Basal androgen blood levels measured at the beginning or during induction cycles have been reported in various studies in low responders, patients with diminished ovarian reserves, or normal responders, but not in PCOS cases. Ferrario et al. showed in a group of older women with low response that A4 levels measured at the beginning of IVF cycles were predictors of positive outcome [24]. Similarly, Sun et al. have shown in a study of 1413 infertile women going through their first cycle of IVF that the testosterone blood levels measured at the beginning of the treatment cycles were predictors of the number of follicles larger than 14 mm on the day of hCG trigger, but were not predictors of conception [25]. It would be interesting and supplementary to monitor the testosterone response to rhFSH during ovulation induction cycles in prospective observational studies.

Our study had some potential causes of bias and limitations which need to be addressed.
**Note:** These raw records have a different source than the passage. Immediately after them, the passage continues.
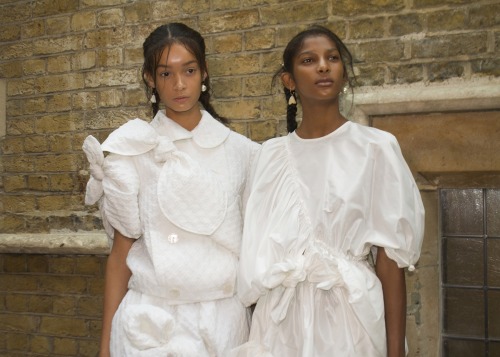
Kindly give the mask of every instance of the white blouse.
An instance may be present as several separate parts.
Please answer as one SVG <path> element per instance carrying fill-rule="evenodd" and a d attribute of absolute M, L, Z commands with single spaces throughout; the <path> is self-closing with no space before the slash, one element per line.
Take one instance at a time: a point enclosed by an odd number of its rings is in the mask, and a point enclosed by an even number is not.
<path fill-rule="evenodd" d="M 424 208 L 394 136 L 347 122 L 262 146 L 246 207 L 238 295 L 257 300 L 238 356 L 384 356 L 384 247 L 414 269 Z M 268 353 L 268 354 L 266 354 Z"/>
<path fill-rule="evenodd" d="M 114 229 L 137 238 L 127 257 L 131 290 L 170 304 L 233 296 L 256 143 L 208 112 L 188 131 L 160 111 L 102 145 L 89 136 L 83 148 L 92 173 L 86 203 L 99 202 L 110 238 Z"/>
From the perspective of the Rotterdam 2003 definition of PCOS, cases with the nonPCOM/HA/OA (defined as phenotype B) may be being underrepresented in the infertile PCOS patients group (Group II) [26]. Another limitation was that the BMI’s in Group II were slightly, but significantly higher than Group I. However, in the hierarchical multivariable regression conducted, BMI as well as age and HOMA-IR were included in a separate model and their effects on the total number of selected follicles were found to be insignificant in both Groups I and II.

Conclusion

The findings in this clinical study suggest that the reactive rise in androstenedione in the early follicular phase is a better predictor of the number of follicles selected than the conventionally used reactive rise in estradiol in PCOS cases. The longer/higher is the increase in its blood levels, the more are the follicles joining the growing cohort with an increasing risk of excessive ovarian response. On the other hand, androstenedione is an earlier and more reliable marker of the initial ovarian response to gonadotropins and this earlier response may be essential for progressive follicle growth and possibly a conception in an ovulation induction and intrauterine insemination cycle (using rhFSH) in PCOS. It still needs to be further studied in prospective studies encompassing induction cycles managed mainly with A4 monitoring, to provide stronger evidence if androstenedione monitoring provides a more valid and useful information to indicate ovarian response and if an earlier androstenedione response is associated with conception.